– Не-на-ви-жу!
39
Я выхожу на воздух. Бреду к пляжу, на котором сук, полотенце и записка. На ходу сбрасываю жилет. Жарко. О чем же я говорил с Машей перед лестницей и этим «Пока»? Да, что-то плел насчет того, что неизвестно, как быть. Вот, к примеру, кто-то влюбился в кого-то. Но у кого-то имеется жена. И он не может ее оставить. Даже независимо от детей. Но никак. Трудно. Трудно раздавить человека.
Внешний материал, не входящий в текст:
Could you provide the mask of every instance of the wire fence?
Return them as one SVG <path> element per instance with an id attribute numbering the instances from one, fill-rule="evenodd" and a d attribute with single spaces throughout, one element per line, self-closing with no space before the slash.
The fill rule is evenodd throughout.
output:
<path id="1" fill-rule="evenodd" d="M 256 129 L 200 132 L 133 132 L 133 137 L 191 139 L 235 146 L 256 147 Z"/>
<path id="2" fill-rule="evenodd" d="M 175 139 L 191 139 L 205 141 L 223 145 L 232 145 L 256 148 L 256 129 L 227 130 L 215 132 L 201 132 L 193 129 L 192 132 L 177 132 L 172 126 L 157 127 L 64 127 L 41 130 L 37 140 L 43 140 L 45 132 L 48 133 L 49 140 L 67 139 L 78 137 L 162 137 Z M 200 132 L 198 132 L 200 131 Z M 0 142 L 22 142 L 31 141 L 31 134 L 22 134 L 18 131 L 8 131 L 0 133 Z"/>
– Надо оставлять, – строго сказала Маша.
– Почему? – спросил я ее.
– Да просто, – хмыкнула она. – Смотри. Сейчас несчастны трое. Он. Его жена. И его любовница. Примем за основу, что мы рассматриваем классическую схему. Без отягощений. Итак, несчастны трое. Он уходит к любовнице. Он счастлив. Любовница, скорее всего, счастлива. Ну хотя бы пока. Несчастна только жена. Но и она, опять же, изменила позицию к лучшему, имеет шансы на счастье. Понимаешь? Было три черных шара, остался один. Все просто. Нужно поверять гармонию алгеброй. Выручает.
Гармонию алгеброй.
– Файка! – шепчу я, но с ужасом понимаю, что мой шепот вдруг оборачивается криком, разлетается в стороны, ударяется об острова Кузи и Филимона и возвращается еще более громким эхом – «Ненавижу!».
Становится темно. Между нашим островом и островом Кузи Щербатого клубится белый, непроглядный туман. Серега-болтун однажды попал в такой. Вернулся к полудню – волос белый, лицо в морщинах, руки трясутся, на плече татуировка – баба с рыбьим хвостом. Я тоже хочу такую на плечо. Похоже, удачу она приносит. Тем более, что плавать я уже умею.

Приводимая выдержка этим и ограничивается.